A second risk is operational centralisation: even with on-chain governance, oracle quality can remain dependent on a concentrated set of large publishers and on upgrade/administrative processes (multisigs, councils, and appointed administrators), which can create choke points if governance is captured or if key operators fail.

Competitively, Pyth is in a crowded oracle market where differentiation can be transient. Cointelegraph’s oracle coverage frames share shifts among providers and highlights the rise of “pull-oracle” competitors, implying that Pyth’s moat is not guaranteed by incumbency alone.

The economic threat is straightforward: if applications perceive oracle fees as too high, integration friction as too complex, or performance/security as inferior, they can switch providers or use multi-oracle redundancy, diluting Pyth’s pricing power and weakening any token value-capture loop dependent on sustained fee revenue.
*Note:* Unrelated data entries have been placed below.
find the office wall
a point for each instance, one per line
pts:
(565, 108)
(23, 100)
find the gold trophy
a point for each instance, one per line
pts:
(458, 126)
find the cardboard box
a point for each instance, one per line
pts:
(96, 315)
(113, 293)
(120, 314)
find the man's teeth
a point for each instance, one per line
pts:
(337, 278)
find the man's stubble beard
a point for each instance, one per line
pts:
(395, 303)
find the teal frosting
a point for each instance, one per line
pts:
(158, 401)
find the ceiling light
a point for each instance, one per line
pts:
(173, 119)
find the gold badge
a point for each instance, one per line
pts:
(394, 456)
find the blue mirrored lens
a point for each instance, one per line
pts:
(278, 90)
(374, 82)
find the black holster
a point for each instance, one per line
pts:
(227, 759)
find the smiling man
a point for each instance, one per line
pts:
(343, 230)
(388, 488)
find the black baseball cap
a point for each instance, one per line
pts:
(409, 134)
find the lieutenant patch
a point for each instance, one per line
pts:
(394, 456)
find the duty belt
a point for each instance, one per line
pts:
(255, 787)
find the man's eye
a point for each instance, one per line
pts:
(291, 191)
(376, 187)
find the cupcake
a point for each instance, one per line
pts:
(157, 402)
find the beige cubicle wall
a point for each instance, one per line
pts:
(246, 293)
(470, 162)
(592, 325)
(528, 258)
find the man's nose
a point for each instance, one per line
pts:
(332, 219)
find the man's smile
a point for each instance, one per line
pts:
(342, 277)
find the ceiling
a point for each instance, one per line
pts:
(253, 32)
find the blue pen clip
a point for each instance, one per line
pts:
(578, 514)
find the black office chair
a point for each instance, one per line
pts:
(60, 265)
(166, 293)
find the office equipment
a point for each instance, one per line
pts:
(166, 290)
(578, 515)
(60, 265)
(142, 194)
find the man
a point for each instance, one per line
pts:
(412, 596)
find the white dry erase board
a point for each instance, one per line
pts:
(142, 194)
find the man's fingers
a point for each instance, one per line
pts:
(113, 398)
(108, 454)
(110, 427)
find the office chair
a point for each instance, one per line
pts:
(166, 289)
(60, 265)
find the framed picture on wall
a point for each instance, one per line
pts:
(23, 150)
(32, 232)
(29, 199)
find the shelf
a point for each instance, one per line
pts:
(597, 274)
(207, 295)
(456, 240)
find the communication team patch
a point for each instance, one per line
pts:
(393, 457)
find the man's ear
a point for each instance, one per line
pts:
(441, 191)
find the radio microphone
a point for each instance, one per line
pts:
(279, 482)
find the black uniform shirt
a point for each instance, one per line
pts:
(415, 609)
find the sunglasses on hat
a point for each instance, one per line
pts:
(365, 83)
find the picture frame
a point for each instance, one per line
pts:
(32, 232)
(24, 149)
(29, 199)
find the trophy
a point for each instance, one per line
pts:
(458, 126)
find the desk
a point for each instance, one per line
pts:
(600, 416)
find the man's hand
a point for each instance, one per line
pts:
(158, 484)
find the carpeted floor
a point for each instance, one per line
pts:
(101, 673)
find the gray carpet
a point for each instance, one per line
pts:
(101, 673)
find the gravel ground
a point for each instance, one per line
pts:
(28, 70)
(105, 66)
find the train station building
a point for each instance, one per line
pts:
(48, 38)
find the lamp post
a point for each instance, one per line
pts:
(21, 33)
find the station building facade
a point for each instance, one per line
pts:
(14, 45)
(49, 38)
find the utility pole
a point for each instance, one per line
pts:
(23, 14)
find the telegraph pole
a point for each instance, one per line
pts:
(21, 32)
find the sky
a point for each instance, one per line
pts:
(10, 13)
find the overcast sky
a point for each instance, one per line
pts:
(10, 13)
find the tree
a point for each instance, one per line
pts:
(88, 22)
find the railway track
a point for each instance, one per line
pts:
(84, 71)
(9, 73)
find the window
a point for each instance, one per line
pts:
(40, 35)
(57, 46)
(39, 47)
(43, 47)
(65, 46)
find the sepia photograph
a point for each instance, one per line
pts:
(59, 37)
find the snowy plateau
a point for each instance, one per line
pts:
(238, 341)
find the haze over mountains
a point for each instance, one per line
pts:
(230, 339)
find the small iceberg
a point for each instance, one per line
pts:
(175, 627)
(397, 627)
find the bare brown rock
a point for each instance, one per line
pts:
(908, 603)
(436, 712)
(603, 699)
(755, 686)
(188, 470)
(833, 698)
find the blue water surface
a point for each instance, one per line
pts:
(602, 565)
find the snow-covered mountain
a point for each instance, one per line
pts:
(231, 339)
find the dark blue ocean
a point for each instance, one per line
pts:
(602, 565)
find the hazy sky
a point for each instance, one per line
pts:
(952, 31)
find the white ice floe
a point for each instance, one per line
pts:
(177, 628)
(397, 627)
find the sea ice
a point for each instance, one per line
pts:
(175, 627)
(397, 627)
What Is the Future Outlook for Pyth Network?

Near-term outlook hinges less on speculative narratives and more on whether Pyth can convert widespread deployment into durable revenue without triggering migration away from its feeds.

Governance discussions have explicitly focused on expanding and adjusting oracle fees across networks; for example, the Pyth DAO forum has hosted proposals on implementing and iterating on Pyth Core on-chain fees across networks, reflecting a shift from “growth at all costs” toward cost recovery and monetisation.

In parallel, the late‑2025 PYTH Reserve formalises a framework for recycling protocol revenue into token purchases, which—if fees are sustainable—could strengthen governance-token demand, but if fees remain low or contentious could become more symbolic than material.

Structurally, Pyth still has to prove that its decentralisation story keeps pace with its adoption story: oracle robustness depends on publisher diversity, transparent slashing/appeals processes under OIS, and credible upgrade governance across many chains, each with different execution environments and operational risk.

The project’s roadmap-like actions—rolling out fee models, maintaining feed quality via OIS, and expanding paid distribution products such as Pyth Pro—are coherent in theory, but the hard constraint is market structure: the moment fees become meaningful, sophisticated DeFi protocols will evaluate redundancy, alternative oracle mixes, and build-vs-buy decisions, so Pyth’s future viability is likely to be determined by measurable reliability and total cost of ownership rather than by raw integration count.